Ok so this is weird. Sonicorbiter can see the microrendu, connected to dac via usb (see screenshot). However roon cant see microrendu. The weird thing is, i have a usb-optical converter, and when i connect the microrendu to that, so then have a microrendu-usb-toslink-dac connection, everything works and roon can see microrendu. Ie the problem only exists on usb connection, even when the optical connection itself is derived from usb.
Thank you for the update — and the behaviour you’re seeing actually makes sense once we look at how the microRendu is certified.
Your Sonore microRendu is Roon Ready only as a network endpoint (RAAT over Ethernet).

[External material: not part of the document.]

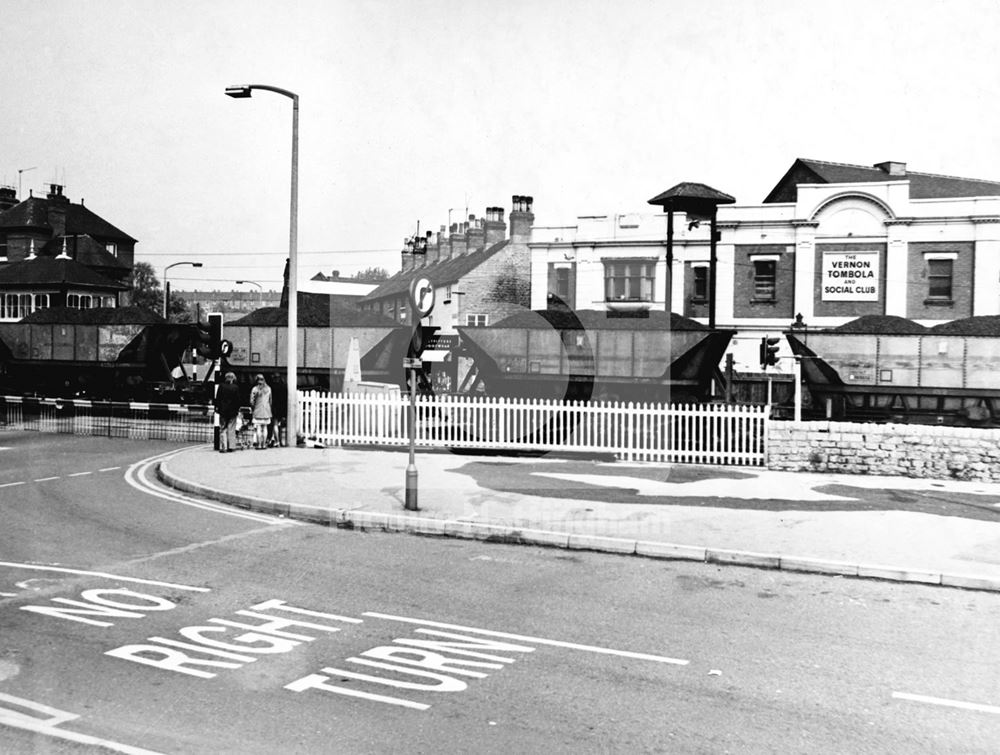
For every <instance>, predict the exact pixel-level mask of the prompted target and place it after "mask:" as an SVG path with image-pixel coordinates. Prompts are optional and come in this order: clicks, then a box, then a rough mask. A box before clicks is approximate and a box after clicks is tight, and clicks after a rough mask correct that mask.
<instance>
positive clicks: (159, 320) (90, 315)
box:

That’s the certified and supported mode:
When you use it in this mode, Roon talks directly to the microRendu via RAAT, and the device is expected to show up automatically.
If Roon doesn’t see the microRendu in this configuration, it means the USB chain is failing at the OS/driver level inside the microRendu**, before Roon is even involved.
Roon cannot enumerate a USB DAC behind the microRendu unless:
the microRendu OS detects it,
loads the correct USB audio class driver,
and exposes the audio output to RAAT.
If the Sonicorbiter UI shows the DAC but Roon does not, this still indicates the issue is below Roon — the microRendu is not presenting a stable RAAT-capable audio endpoint when that specific DAC is connected over USB.
MicroRendu is Roon Ready only as a network device; any other type of connection does not guarantee availability in Roon as a Roon Ready device.
Thanks for the update. It could very well be the case that because the USB–Toslink converter is acting as a simple, standard USB audio device, while your DAC’s direct USB input is acting as a complex or non-standard USB device.
The microRendu’s operating system can handle the simple one, but it struggles to correctly support the DAC’s native USB input.
If the microRendu can’t properly load the USB audio driver for your DAC, it can’t expose it to Roon, so Roon can’t see it.
That’s why inserting the USB–optical converter (which is extremely generic and class-compliant) suddenly makes everything work.
There can be, it depends on the DAC. The root problem is that your DAC’s USB implementation isn’t playing nicely with the microRendu’s Linux USB stack.
A few areas you can explore further:
Update the DAC’s firmware
Change USB modes on the DAC (if available)
Try a different USB cable or port
Check with Sonore support - ask Sonore whether your DAC has known compatibility issues.